From: Javier Gonzalez
Date: Thu Aug 20 2020 - 04:15:34 EST


On 20.08.2020 13:07, Kanchan Joshi wrote:
On Thu, Aug 20, 2020 at 3:22 AM Keith Busch <kbusch@xxxxxxxxxx> wrote:

On Wed, Aug 19, 2020 at 01:11:58PM -0600, David Fugate wrote:
> Intel does not support making *optional* NVMe spec features *required*
> by the NVMe driver.

This is inaccurate. As another example, the spec optionally allows a
zone size to be a power of 2, but linux requires a power of 2 if you
want to use it with this driver.

> Provided there's no glaring technical issues

There are many. Some may be improved through a serious review process,
but the mess it makes out of the fast path is measurably harmful to
devices that don't subscribe to this. That issue is not so easily
remedied.

Since this patch is a copy of the scsi implementation, the reasonable
thing is take this fight to the generic block layer for a common
solution. We're not taking this in the nvme driver.

I sincerely want to minimize any adverse impact to the fast-path of
non-zoned devices.
My understanding of that aspect is (I feel it is good to confirm,
irrespective of the future of this patch):

1. Submission path:
There is no extra code for non-zoned device IO. For append, there is
this "ns->append_emulate = 1" check.
Snippet -
case REQ_OP_ZONE_APPEND:
- ret = nvme_setup_rw(ns, req, cmd, nvme_cmd_zone_append);
+ if (!nvme_is_append_emulated(ns))
+ ret = nvme_setup_rw(ns, req, cmd, nvme_cmd_zone_append);
+ else {
+ /* prepare append like write, and adjust lba
afterwards */

2. Completion:
Not as clean as submission for sure.
The extra check is "ns && ns->append_emulate == 1" for completions if
CONFIG_ZONED is enabled.
A slightly better completion-handling version (than the submitted patch) is -

- } else if (IS_ENABLED(CONFIG_BLK_DEV_ZONED) &&
- req_op(req) == REQ_OP_ZONE_APPEND) {
- req->__sector = nvme_lba_to_sect(req->q->queuedata,
- le64_to_cpu(nvme_req(req)->result.u64));
+ } else if (IS_ENABLED(CONFIG_BLK_DEV_ZONED)) {
+ struct nvme_ns *ns = req->q->queuedata;
+ /* append-emulation requires wp update for some cmds*/
+ if (ns && nvme_is_append_emulated(ns)) {
+ if (nvme_need_zone_wp_update(req))
+ nvme_zone_wp_update(ns, req, status);
+ }
+ else if (req_op(req) == REQ_OP_ZONE_APPEND)
+ req->__sector = nvme_lba_to_sect(ns,
+ le64_to_cpu(nvme_req(req)->result.u64));

Am I missing any other fast-path pain-points?
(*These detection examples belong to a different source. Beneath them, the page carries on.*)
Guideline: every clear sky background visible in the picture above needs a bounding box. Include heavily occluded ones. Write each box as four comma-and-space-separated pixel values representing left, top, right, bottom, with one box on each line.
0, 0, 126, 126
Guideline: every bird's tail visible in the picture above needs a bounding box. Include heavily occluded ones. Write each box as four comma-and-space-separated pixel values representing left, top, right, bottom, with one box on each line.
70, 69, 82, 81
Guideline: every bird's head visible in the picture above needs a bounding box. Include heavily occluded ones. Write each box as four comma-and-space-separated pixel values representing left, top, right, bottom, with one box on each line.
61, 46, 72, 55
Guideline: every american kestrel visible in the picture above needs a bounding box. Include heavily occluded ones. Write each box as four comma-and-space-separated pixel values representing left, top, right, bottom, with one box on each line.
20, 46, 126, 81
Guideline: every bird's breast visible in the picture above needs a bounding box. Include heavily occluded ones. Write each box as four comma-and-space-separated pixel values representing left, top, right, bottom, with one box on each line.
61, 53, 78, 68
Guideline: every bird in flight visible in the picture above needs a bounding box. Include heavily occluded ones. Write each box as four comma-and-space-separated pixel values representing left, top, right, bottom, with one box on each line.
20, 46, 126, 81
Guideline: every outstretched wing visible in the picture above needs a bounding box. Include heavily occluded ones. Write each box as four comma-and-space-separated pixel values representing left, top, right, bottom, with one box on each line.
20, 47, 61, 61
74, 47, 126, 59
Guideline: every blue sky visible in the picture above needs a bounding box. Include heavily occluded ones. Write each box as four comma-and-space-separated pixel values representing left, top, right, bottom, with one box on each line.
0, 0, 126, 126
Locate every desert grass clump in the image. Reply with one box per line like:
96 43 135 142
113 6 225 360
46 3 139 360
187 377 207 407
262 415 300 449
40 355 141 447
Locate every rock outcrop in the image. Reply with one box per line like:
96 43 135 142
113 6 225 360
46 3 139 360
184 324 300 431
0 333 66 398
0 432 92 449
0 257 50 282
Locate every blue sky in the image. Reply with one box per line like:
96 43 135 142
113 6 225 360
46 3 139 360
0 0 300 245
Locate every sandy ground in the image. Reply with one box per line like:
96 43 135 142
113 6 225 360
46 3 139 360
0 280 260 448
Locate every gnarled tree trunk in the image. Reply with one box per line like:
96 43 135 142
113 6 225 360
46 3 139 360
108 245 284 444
A quick 1 minute 4K randwrite run (QD 64, 4 jobs,libaio) shows :
before: IOPS=270k, BW=1056MiB/s (1107MB/s)(61.9GiB/60002msec)
after: IOPS=270k, BW=1055MiB/s (1106MB/s)(61.8GiB/60005msec)
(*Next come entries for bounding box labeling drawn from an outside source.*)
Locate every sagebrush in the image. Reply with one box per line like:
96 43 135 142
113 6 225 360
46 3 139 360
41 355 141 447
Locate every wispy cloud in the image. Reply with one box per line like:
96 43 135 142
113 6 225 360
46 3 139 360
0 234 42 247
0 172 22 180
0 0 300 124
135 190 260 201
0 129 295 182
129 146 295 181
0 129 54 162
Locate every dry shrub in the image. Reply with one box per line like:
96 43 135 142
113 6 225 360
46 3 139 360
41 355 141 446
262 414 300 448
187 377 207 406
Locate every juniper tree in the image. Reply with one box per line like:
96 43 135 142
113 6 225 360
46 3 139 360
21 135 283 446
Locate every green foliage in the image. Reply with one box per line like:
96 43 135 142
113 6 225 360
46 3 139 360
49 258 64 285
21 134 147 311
It is good to use the QEMU "simulation" path that we implemented to test
performance with different delays, etc., but for these numbers to make
sense we need to put them in contrast to the simulated NAND speed, etc.


This maynot be the best test to see the cost, and I am happy to
conduct more and improvise.

As for the volume of the code - it is same as SCSI emulation. And I
can make efforts to reduce that by moving common code to blk-zone, and
reuse in SCSI/NVMe emulation.
In the patch I tried to isolate append-emulation by keeping everything
into "nvme_za_emul". It contains nothing nvme'ish except nvme_ns,
which can be turned into "driver_data".

+#ifdef CONFIG_BLK_DEV_ZONED
+struct nvme_za_emul {
+ unsigned int nr_zones;
+ spinlock_t zones_wp_offset_lock;
+ u32 *zones_wp_offset;
+ u32 *rev_wp_offset;
+ struct work_struct zone_wp_offset_work;
+ char *zone_wp_update_buf;
+ struct mutex rev_mutex;
+ struct nvme_ns *ns;
+};
+#endif

Will that be an acceptable line of further work/discussions?
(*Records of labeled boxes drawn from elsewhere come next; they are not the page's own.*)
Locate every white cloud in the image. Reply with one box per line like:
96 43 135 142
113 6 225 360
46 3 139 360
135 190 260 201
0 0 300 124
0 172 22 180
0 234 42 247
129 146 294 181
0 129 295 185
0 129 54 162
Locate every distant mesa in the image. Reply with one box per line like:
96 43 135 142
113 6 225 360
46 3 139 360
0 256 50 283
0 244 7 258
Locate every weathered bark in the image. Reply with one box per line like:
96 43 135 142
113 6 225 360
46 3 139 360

I know we spent time enabling this path, but I don't think that moving
the discussion to the block layer will have much more benefit.

Let's keep the support for these non-append devices in xNVMe and focus
on the support for the append-enabled ones in Linux. We have a lot of
good stuff in the backlog that we can start pushing.